Receiving its world premiere at the Tribeca Festival before being released theatrically next month, the film — based on the book The Negro Baseball Leagues by Bob Motley and Byron Motley — proves another feather in the cap of the documentarian who directed such outstanding previous efforts as Mr. Soul!, Sammy Davis, Jr: I’ve Got to Be Meand MLK/FBI, as well as executive producer Ahmir “Questlove” Thompson, responsible for the Oscar winning Summer of Soul.

The League

The Bottom Line

Long overdue.

Casual baseball fans may be surprised to learn that the sport was actually integrated in its earliest days, although Black players made up only a minority of team members. That started to change in the late 1800s, due to such racist white players as Pop Anson of the aptly named Chicago White Stockings, who refused to take the field with Black athletes.

Black players were subsequently banned from the game as Jim Crow laws took over the nation. In 1920, Black baseball pioneer Rube Foster — a pitcher, manager, and owner — founded the Negro National League, using the phrase “We Are the Ship, All Else the Sea” (borrowed from Frederick Douglass) as its motto. Three years later, competition emerged in the form of the Eastern Colored League, and 1924 saw the first Colored World Series.

Foster, known as the “father of black baseball,” proves one of the film’s most interesting subjects. He pitched seven no-hitters and is credited with inventing the screwball and teaching it to white player Christy Mathewson of the New York Giants, who made it famous. Foster met a tragic end after suffering the ill effects of a gas leak in a hotel room. He became delusional and was institutionalized for several years in an asylum, where he died in 1930 at the age of 51.

The Negro National League succumbed to the economic pressures of the Depression, but other leagues formed in its wake. They provided the springboard for many Black players who would become legendary and, in some cases, eventually joined the MLB, including Ernie Banks, Hank Aaron, Willie Mays and Satchel Paige, among many others. We hear from these players and more in archival interview footage.

The documentary chronicles the difficulties of the players as they toured throughout the country where in many places they weren’t allowed to stay in hotels or eat in restaurants.
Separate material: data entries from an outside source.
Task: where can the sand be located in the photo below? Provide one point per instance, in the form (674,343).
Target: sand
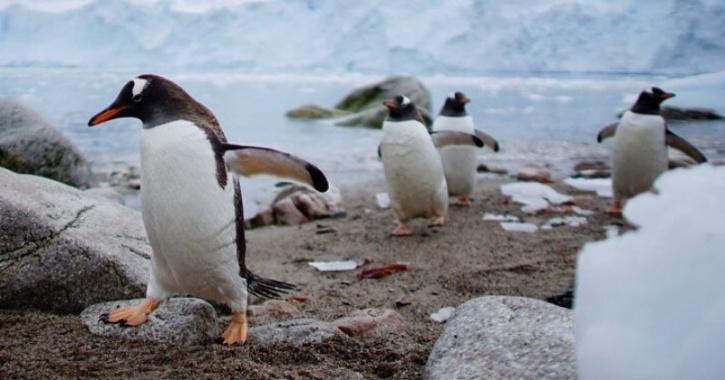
(466,258)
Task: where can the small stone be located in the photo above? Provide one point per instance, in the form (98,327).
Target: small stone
(376,322)
(184,321)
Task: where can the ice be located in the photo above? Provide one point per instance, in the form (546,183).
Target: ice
(427,37)
(602,186)
(519,227)
(650,303)
(535,196)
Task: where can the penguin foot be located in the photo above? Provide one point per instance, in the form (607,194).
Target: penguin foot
(462,201)
(402,230)
(437,221)
(132,315)
(237,330)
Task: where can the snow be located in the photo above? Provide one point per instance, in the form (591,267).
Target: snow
(650,303)
(422,38)
(535,196)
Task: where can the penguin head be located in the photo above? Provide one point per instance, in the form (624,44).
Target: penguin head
(455,105)
(649,102)
(149,98)
(401,108)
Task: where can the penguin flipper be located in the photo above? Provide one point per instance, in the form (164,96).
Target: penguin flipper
(607,132)
(447,138)
(487,139)
(248,161)
(683,146)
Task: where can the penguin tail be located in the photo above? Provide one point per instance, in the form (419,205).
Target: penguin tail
(267,288)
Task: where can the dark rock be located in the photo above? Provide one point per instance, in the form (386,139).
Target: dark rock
(61,250)
(505,338)
(29,144)
(184,321)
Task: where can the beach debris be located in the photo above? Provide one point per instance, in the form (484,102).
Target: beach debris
(443,314)
(373,321)
(383,200)
(383,271)
(602,186)
(500,217)
(519,227)
(334,266)
(572,221)
(534,196)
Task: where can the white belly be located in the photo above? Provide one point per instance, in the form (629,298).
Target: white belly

The league also provided a home for many Latino players from Cuba, the Dominican Republic, Puerto Rico and other places throughout Latin America.

After many Black servicemen fought for the country in World War II, pressure began forming for the integration of Major League Baseball, with Paul Robeson enlisted as the campaign’s spokesperson. The move had been opposed for years by MLB Commissioner Kenesaw Mountain Landis, whose name and visage recalls a character from Birth of a Nation. Landis died in 1944, and three years later Branch Rickey recruited Jackie Robinson to join the Brooklyn Dodgers, where he was soon joined by such Black players as Roy Campanella, Don Newcombe and Jim Gilliam, all alumni of the Negro leagues.

Another of the film’s most compelling subjects is businesswoman Effa Manley, now known as the “First Lady of Negro Baseball,” the co-owner of the Newark Eagles and the only woman to be inducted into the National Baseball Hall of Fame. She fought vigorously with Rickey and other white baseball executives who refused to compensate the Negro leagues teams for recruiting their players.

Baseball’s integration led to the decline of the Negro leagues, which became defunct by the end of the 1940s. The League makes a valuable and fascinating case for their importance via its skillfully composed use of vintage footage and interviews, oral histories (the recollections of Bob Motley, a former Negro leagues umpire, prove especially invaluable), and commentary from modern-day historians and scholars. Superbly assembled and comprehensively informative, the film is must viewing for baseball and history buffs alike.